Kele: Ich weiß nicht. Ich habe derzeit irgendwie Lust, mich auf etwas komplett anderes zu fokussieren. Etwas, in dem es nicht um Selbstausdruck geht. Als Musiker drückst du dich ständig selbst aus. Wie du dich fühlst und so. Da kommt schon die Angst hoch, dass du zu einer furchtbaren Persönlichkeit wirst, wenn du dich immer selbst zum Thema machst. Das möchte ich nicht. Ich möchte ein Gefühl für meine Mitmenschen haben. Ich denke, die letzten zehn Jahre waren toll – ich habe die Welt gesehen, Geld gemacht und viele Dinge erlebt. Aber ich frage mich, ob ich nun nicht etwas anderes machen sollte. Das ist nur ein kleiner Gedanke in meinem Kopf.
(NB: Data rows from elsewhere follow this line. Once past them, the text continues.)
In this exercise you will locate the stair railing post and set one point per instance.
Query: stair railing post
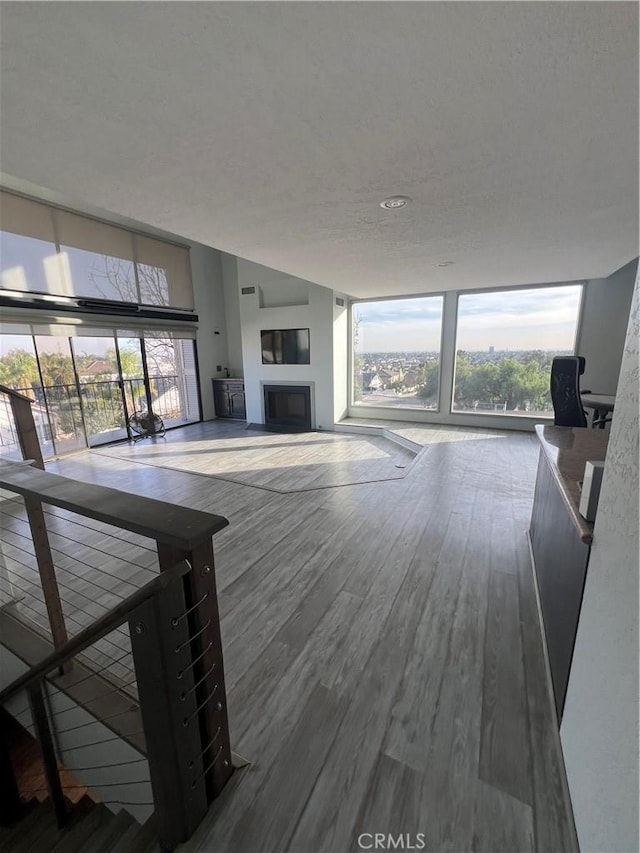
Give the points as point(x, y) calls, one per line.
point(161, 647)
point(10, 802)
point(47, 749)
point(208, 666)
point(46, 570)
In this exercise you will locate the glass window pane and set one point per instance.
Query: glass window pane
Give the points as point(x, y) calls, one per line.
point(396, 352)
point(100, 389)
point(60, 393)
point(171, 368)
point(505, 343)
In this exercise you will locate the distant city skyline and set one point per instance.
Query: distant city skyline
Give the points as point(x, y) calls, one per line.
point(544, 318)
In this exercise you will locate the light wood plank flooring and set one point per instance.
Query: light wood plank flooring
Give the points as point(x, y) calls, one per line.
point(382, 651)
point(295, 462)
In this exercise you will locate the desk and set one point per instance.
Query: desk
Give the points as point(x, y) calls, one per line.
point(600, 403)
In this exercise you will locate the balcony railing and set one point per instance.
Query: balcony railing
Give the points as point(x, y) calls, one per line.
point(96, 415)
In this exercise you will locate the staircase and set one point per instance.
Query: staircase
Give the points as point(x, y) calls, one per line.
point(91, 827)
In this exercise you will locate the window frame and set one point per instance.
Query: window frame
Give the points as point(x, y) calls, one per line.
point(510, 289)
point(351, 359)
point(445, 414)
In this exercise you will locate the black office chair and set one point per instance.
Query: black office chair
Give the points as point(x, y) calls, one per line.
point(565, 391)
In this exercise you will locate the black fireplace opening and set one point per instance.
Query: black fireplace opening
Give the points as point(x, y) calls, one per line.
point(287, 408)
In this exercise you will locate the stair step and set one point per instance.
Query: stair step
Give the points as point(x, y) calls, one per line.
point(41, 822)
point(105, 840)
point(146, 839)
point(77, 834)
point(9, 833)
point(125, 843)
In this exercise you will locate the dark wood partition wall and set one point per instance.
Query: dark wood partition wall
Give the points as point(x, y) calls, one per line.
point(561, 559)
point(561, 541)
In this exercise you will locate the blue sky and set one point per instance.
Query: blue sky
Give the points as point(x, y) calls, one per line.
point(525, 319)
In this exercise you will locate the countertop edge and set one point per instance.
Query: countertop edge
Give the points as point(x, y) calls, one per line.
point(584, 527)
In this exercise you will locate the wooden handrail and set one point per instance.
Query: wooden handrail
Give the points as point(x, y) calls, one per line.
point(100, 628)
point(170, 524)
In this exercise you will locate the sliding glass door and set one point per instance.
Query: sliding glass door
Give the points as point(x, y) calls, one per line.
point(84, 388)
point(100, 389)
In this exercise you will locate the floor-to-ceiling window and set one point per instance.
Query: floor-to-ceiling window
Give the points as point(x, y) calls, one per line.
point(396, 352)
point(505, 343)
point(62, 275)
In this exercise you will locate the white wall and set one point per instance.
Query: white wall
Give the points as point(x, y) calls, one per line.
point(340, 358)
point(232, 314)
point(208, 295)
point(605, 314)
point(600, 724)
point(314, 310)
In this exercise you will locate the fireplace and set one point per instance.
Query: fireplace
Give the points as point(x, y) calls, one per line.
point(287, 408)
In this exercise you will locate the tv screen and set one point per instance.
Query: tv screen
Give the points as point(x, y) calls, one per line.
point(285, 346)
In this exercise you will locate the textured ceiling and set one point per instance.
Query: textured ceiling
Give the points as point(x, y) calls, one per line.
point(273, 130)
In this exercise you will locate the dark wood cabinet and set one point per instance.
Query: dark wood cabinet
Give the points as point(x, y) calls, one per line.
point(228, 398)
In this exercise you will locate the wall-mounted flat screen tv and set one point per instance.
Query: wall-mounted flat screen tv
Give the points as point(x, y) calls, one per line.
point(285, 346)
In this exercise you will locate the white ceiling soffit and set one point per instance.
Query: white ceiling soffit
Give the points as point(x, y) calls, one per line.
point(273, 131)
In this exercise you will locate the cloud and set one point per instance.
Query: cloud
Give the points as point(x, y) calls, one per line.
point(543, 318)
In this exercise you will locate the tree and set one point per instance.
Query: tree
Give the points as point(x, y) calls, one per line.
point(429, 377)
point(357, 359)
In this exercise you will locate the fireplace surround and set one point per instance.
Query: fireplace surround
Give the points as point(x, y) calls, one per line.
point(287, 408)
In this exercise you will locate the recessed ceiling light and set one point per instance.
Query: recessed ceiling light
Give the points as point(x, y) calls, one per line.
point(395, 202)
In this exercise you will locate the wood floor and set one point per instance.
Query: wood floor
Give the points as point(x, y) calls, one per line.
point(295, 462)
point(382, 652)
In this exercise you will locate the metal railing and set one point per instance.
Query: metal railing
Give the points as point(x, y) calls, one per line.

MusikBlog: Hast du denn eine Ahnung, was das sein könnte?
Kele: Noch nicht so recht, nein. Aber was kommt, das kommt. Ich habe da nicht so die Angst. Ich habe, wie gesagt, mit meiner Musik Geld gemacht. Ich fantasiere, dass ich einfach einmal alles stoppen und dann sehen kann, was das Leben noch so für mich bereithält.
MusikBlog: Vielen Dank für das Interview.